The rowel spur over mail chausses visible on the right presbytery wall at Casale, under the fresco stratum with the well-preserved Virgin and Child, Erasmus, and Mary Magdalene, probably belongs to a lost warrior saint and certainly to the period soon after 1300 [28.P; Plate 6]. One of the earliest representations of such equipment is worn by a Byzantine soldier in a History of Outremer manuscript produced in Lombardy circa 1291–95, but it remains unclear whether rowel spurs were Byzantine or Italian in origin.87
A knight kneeling beside Saint Antony Abbot at Galatina, just above the saint’s pig, is accompanied by an inscription signed by the artist and dated 1432 [47.D].88 The man is often thought to represent the patron of the church, Raimondello del Balzo Orsini, but I see little reason for this identification. He is dressed in thigh-length chain mail over a tight-sleeved red tunic and leggings, one red and one white. Over this ensemble are a sleeveless green mantle and a wide belt, part of which juts out oddly to visually tether him to the saint’s mantle.

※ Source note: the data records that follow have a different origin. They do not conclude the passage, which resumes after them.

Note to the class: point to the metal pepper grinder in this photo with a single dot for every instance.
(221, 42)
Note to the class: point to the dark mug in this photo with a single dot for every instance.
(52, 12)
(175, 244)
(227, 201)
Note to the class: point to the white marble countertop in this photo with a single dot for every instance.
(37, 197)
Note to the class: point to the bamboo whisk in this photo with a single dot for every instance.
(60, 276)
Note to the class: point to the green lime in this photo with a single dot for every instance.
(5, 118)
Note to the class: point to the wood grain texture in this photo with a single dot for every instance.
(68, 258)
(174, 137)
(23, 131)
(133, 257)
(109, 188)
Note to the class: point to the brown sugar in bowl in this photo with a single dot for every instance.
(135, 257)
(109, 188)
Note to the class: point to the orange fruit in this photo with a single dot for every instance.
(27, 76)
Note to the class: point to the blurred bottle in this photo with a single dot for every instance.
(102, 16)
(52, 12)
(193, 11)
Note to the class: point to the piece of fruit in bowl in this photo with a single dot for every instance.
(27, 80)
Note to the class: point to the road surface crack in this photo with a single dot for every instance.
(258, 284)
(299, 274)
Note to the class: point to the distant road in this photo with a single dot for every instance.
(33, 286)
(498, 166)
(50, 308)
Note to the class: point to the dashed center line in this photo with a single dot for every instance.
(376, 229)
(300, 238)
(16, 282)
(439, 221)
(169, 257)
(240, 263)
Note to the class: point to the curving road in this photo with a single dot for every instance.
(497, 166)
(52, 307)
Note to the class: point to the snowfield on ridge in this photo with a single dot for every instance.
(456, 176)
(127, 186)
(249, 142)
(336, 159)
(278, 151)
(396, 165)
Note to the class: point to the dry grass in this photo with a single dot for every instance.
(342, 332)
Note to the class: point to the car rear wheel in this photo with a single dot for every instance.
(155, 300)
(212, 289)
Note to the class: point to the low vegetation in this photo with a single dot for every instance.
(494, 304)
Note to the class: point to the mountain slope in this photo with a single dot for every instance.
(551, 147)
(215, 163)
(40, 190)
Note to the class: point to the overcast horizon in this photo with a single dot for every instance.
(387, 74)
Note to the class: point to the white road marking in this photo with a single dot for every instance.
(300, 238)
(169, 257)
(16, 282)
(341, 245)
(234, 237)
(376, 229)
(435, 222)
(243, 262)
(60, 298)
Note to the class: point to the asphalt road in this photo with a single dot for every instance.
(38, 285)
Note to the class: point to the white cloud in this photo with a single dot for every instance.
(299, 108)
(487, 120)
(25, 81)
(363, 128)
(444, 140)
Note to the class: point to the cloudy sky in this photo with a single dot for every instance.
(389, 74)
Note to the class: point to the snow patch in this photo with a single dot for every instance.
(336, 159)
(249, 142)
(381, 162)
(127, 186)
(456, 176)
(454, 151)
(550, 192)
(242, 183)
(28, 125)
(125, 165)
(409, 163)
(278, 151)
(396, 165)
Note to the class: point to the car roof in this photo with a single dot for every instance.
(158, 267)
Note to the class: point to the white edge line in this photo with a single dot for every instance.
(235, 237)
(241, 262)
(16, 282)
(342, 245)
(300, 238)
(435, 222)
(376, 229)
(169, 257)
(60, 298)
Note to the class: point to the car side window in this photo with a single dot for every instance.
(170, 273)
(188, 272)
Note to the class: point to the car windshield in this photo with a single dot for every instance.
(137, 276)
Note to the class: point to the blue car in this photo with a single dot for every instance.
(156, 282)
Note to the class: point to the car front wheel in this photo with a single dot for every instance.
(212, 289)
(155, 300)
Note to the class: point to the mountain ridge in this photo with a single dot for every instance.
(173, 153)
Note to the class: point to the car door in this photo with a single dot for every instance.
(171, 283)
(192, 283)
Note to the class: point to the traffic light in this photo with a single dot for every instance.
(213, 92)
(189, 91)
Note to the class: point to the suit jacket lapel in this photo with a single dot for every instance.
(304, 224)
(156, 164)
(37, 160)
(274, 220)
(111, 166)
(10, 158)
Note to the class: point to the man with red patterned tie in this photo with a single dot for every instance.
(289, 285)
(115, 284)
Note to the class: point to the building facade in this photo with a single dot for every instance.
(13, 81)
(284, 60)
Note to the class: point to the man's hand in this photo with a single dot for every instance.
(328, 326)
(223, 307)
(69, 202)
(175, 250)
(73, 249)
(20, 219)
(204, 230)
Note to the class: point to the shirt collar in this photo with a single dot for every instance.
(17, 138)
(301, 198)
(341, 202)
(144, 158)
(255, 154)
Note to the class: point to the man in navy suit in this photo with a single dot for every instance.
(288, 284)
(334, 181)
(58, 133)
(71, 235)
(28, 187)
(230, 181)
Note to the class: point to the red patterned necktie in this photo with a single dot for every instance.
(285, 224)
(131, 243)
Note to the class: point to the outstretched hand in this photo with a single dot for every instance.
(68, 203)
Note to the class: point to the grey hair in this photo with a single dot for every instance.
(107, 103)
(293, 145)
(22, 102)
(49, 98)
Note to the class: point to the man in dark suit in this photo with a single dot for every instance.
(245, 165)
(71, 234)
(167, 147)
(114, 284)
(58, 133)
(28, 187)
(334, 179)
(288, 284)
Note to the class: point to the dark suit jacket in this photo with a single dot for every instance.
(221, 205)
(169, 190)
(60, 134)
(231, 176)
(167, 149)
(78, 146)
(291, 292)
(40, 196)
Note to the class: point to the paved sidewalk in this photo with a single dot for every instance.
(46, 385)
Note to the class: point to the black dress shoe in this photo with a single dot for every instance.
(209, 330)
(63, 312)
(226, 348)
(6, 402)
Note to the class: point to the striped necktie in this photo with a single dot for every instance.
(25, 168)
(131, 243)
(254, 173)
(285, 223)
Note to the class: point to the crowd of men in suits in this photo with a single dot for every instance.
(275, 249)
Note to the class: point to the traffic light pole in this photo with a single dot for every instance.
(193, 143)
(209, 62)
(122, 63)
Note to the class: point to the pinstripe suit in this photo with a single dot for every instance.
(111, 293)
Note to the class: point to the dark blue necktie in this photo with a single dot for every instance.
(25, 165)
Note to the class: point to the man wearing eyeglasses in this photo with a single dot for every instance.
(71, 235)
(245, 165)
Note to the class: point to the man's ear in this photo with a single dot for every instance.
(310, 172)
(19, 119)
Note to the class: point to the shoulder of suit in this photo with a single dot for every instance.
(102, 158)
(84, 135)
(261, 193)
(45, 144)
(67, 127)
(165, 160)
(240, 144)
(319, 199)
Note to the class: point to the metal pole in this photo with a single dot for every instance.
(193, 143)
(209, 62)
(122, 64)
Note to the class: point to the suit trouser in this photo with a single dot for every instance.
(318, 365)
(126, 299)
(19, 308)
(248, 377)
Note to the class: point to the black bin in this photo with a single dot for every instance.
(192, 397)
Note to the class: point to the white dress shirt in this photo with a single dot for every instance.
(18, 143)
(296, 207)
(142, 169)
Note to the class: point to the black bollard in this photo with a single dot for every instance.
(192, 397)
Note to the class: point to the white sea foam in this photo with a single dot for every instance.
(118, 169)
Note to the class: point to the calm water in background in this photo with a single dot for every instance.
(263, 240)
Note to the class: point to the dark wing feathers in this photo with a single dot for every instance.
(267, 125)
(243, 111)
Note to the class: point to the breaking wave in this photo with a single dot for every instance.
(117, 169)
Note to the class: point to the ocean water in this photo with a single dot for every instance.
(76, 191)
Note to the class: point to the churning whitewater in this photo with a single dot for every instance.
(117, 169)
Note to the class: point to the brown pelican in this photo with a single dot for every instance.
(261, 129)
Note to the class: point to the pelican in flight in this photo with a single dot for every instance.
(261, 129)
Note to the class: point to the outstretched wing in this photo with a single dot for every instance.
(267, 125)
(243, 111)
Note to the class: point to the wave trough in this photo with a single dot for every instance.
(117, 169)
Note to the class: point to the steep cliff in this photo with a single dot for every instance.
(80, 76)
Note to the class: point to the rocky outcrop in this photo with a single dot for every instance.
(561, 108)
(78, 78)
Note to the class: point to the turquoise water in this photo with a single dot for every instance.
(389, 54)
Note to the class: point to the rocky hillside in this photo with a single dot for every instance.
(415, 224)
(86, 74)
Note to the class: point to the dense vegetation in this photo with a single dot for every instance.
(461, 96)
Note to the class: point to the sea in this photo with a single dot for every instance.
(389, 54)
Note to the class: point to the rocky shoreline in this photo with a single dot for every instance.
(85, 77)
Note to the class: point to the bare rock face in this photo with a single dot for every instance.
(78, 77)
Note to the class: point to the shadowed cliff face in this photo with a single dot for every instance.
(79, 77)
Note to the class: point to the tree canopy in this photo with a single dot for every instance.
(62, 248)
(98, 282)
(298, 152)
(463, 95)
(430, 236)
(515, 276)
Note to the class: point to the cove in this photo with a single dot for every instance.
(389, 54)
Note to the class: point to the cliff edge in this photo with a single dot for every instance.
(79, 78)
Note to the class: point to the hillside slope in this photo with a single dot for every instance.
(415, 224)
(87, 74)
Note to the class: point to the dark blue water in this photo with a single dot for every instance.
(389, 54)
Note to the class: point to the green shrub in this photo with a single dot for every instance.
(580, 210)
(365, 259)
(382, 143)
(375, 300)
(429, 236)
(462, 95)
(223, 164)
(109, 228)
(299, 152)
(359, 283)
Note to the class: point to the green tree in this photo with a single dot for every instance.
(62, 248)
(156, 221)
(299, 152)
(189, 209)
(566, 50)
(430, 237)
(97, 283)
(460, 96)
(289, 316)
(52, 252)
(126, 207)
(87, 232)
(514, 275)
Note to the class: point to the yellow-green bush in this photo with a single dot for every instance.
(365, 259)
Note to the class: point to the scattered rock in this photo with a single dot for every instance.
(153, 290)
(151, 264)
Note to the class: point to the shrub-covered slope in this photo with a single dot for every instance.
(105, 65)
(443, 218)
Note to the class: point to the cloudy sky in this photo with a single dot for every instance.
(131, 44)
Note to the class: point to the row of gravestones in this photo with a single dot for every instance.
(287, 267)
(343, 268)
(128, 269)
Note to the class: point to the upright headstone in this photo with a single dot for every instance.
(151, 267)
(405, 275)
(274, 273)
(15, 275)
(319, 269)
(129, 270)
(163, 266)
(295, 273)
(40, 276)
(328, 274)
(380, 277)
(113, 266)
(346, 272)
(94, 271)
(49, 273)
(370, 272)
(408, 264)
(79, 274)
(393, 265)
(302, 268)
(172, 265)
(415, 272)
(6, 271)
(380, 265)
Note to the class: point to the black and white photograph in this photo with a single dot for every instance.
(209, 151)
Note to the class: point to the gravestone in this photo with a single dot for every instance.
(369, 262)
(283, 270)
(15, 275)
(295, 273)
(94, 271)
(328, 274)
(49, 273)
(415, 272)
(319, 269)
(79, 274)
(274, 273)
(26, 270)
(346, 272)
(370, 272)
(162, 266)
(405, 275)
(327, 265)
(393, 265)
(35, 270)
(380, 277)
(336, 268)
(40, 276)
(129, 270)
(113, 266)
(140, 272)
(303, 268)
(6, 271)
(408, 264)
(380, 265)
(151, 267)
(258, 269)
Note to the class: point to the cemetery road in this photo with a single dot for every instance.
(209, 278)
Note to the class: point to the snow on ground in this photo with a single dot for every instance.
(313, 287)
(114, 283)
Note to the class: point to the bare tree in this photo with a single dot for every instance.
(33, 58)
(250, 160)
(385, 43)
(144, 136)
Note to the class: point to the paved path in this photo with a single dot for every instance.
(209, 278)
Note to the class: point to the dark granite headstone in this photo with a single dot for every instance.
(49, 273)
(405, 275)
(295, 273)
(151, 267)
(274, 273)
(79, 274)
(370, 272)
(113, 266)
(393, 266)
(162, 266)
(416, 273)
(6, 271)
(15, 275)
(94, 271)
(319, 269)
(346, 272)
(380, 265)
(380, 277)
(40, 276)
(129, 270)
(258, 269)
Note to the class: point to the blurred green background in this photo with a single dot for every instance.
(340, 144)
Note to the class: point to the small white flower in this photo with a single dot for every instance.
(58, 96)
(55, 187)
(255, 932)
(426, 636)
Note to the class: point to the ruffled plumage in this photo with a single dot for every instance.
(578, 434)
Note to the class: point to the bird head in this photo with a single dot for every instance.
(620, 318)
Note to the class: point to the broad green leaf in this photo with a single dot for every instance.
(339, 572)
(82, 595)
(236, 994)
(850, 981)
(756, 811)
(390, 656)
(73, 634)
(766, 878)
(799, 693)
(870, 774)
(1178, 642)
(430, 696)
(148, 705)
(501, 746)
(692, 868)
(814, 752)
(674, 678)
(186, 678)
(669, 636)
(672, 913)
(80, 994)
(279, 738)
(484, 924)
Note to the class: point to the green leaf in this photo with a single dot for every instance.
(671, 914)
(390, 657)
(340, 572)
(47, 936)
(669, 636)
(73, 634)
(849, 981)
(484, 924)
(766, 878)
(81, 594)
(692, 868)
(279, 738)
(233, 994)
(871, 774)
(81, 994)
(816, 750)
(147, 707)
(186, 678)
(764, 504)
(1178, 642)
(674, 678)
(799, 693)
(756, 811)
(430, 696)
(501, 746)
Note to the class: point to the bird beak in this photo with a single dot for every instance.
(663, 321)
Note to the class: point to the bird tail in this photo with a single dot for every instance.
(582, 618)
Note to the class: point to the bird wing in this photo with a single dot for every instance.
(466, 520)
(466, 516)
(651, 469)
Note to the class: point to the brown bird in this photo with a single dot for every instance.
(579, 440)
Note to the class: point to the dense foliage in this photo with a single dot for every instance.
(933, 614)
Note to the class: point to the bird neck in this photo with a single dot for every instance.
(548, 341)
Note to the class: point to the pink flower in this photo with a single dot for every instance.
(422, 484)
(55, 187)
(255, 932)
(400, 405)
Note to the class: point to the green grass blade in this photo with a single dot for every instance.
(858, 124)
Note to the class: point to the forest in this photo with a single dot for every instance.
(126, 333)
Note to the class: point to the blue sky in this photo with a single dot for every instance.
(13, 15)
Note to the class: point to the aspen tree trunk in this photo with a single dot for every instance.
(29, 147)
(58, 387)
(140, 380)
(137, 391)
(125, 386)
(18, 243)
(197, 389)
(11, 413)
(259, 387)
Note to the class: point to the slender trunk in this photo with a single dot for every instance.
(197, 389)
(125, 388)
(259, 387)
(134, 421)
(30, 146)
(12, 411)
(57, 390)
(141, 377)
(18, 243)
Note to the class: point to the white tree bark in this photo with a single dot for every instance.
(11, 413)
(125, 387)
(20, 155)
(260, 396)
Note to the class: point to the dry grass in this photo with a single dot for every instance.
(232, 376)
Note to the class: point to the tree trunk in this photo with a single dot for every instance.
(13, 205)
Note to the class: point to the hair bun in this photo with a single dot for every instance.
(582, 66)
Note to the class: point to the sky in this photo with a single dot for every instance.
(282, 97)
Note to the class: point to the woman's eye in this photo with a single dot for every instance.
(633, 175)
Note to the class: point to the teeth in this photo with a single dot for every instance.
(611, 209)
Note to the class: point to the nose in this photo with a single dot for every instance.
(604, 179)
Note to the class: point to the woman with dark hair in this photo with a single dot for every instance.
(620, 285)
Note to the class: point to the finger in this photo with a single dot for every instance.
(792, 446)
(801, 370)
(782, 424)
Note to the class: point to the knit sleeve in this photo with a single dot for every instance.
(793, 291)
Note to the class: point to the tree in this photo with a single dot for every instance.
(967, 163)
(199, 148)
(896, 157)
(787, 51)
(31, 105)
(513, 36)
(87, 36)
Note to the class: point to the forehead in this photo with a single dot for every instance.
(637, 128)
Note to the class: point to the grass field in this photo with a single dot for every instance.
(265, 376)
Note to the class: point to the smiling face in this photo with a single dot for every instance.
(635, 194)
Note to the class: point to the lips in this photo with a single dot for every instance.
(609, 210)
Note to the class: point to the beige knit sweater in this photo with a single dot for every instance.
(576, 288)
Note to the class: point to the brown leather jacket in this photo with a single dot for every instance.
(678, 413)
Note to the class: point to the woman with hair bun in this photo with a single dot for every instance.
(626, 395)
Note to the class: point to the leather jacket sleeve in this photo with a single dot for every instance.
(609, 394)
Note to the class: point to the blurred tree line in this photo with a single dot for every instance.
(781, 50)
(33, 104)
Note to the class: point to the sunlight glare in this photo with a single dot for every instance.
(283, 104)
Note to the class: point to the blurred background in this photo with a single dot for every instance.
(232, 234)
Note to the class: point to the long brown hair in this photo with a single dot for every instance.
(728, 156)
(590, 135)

Turning now to a more common category of male imagery, there are a few examples of monks represented in the characteristic pose of veneration. Two figures at Miggiano whose proskynesis (veneration) is literally (mis)spelled out (“προ[σ]κηνισις”) are identified further in Greek as “Leo the monk” and “Nicholas the monk,” but with three figures depicted it is unclear whether only two are monastic [73.A–B]. Perhaps they are the two bearded figures, but these two are dressed differently and only Nicholas, the one shown bending over in full proskynesis, wears monastic garb; the other bearded figure, by far the largest and also the only one not named, sports a tight-sleeved garment with decorated wrists under a bluish robe with a decorated hem. The ornamented hem would seem to remove him from the monastic ranks. The uppermost figure, Leo, is dressed like the crouching Nicholas but lacks a beard; perhaps he is a young monk. An enigmatic beardless figure I discovered on the east wall at Li Monaci may be a monk; he wears a red-brown robe with a bunched neckline but his head is uncovered [43.B]. The brown-robed, hooded figure kneeling beside a female saint in the Crocefisso della Macchia cave is certainly a monk [34].